On Sunday, bullet holes still pockmarked the outside and inside of the expansive school, and shattered glass littered the floors.

Mahdi al-Mashi, a 30-year-old alumnus, wonders why people who call themselves revolutionaries would take out their vengeance on public property like a school.

"Many of us silently joined the February 17 revolution from the beginning but we were held hostage by the threats of the Gadhafi regime and his power," al-Mashi said. "Why do we have to pay for it in this savage way?"

Suleiman Saleh, who is from the nearby town of Mizdah, said revolutionary fighters forced his family out of their house and rifled through their belongings, accusing them of being traitors and hiding weapons.

"My mother and wife were still in the house when they barged in, and they didn't find anything because we don't have any weapons," Saleh said, speaking over the phone from his family's home.

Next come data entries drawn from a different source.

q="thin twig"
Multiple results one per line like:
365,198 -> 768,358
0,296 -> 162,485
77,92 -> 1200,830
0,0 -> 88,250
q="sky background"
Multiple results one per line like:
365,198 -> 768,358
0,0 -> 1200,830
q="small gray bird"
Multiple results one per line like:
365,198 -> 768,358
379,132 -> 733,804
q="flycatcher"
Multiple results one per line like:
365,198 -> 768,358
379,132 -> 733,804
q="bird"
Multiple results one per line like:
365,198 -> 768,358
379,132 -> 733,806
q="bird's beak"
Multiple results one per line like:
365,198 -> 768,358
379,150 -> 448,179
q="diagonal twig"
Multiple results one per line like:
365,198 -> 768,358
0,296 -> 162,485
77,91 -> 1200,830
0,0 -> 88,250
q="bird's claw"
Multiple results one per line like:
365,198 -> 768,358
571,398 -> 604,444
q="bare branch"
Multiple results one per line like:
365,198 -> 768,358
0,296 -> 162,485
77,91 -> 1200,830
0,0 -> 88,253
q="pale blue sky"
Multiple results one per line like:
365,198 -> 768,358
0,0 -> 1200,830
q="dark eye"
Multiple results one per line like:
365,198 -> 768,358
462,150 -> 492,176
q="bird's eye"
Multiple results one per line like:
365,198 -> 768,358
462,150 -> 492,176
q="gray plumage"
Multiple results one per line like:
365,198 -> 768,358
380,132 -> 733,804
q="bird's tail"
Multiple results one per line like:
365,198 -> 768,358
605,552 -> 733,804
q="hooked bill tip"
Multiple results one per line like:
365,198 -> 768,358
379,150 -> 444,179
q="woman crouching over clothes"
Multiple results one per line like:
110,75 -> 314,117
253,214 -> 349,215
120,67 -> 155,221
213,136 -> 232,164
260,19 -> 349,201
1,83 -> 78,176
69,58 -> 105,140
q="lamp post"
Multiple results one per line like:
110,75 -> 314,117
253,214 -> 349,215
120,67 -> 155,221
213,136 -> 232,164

Associated Press journalists were not allowed to enter Mizdah on Sunday by revolutionaries guarding the checkpoint into the town of some 20,000 people.

"Al-Meshashya are opponents of the new government and the revolution. They are trouble, keep away from them," said Adel Khalifa, 34, manning a checkpoint.

Saleh provided a video recording of his home, showing walls pockmarked with bullet holes and covered with anti-Gadhafi slogans. The kitchen and bathroom were destroyed -- ceramic strewn across the floor.

Two other houses were burned down in Mizdah, according to Saleh.

"We are not used to this treatment from the revolutionaries, and don't expect it," said al-Mashi, another villager.

He said he was worried that the tribes would take matters into their own hands and start attacking each other with weapons, deepening the rifts between them.

Abdullah al-Matoug, the deputy head of the local military council, said authorities were in the process of collecting all the weapons from people in the villages but that it was going to take a while to persuade people to hand them over.

"We are still new and don't have enough resources to fend off attacks like the ones here," said al-Matoug. He sat in a cramped office of an old police station in al-Shegaiga, more than a dozen automatic weapons in a pile behind him.

Outside the makeshift council office where children hung the new Libyan flag and spray-painted the word "Free Libya" on the outside, a man said he expected a new civil war to break out between the tribes.

"These revolutionaries are now operating like a bunch of armed gangs," he shouted. "There is no order, no law, and the NTC is doing nothing to help -- a new civil war will start again."

The man, who refused to give his name, was silenced by his friends. An AP reporter was asked to ignore his comments.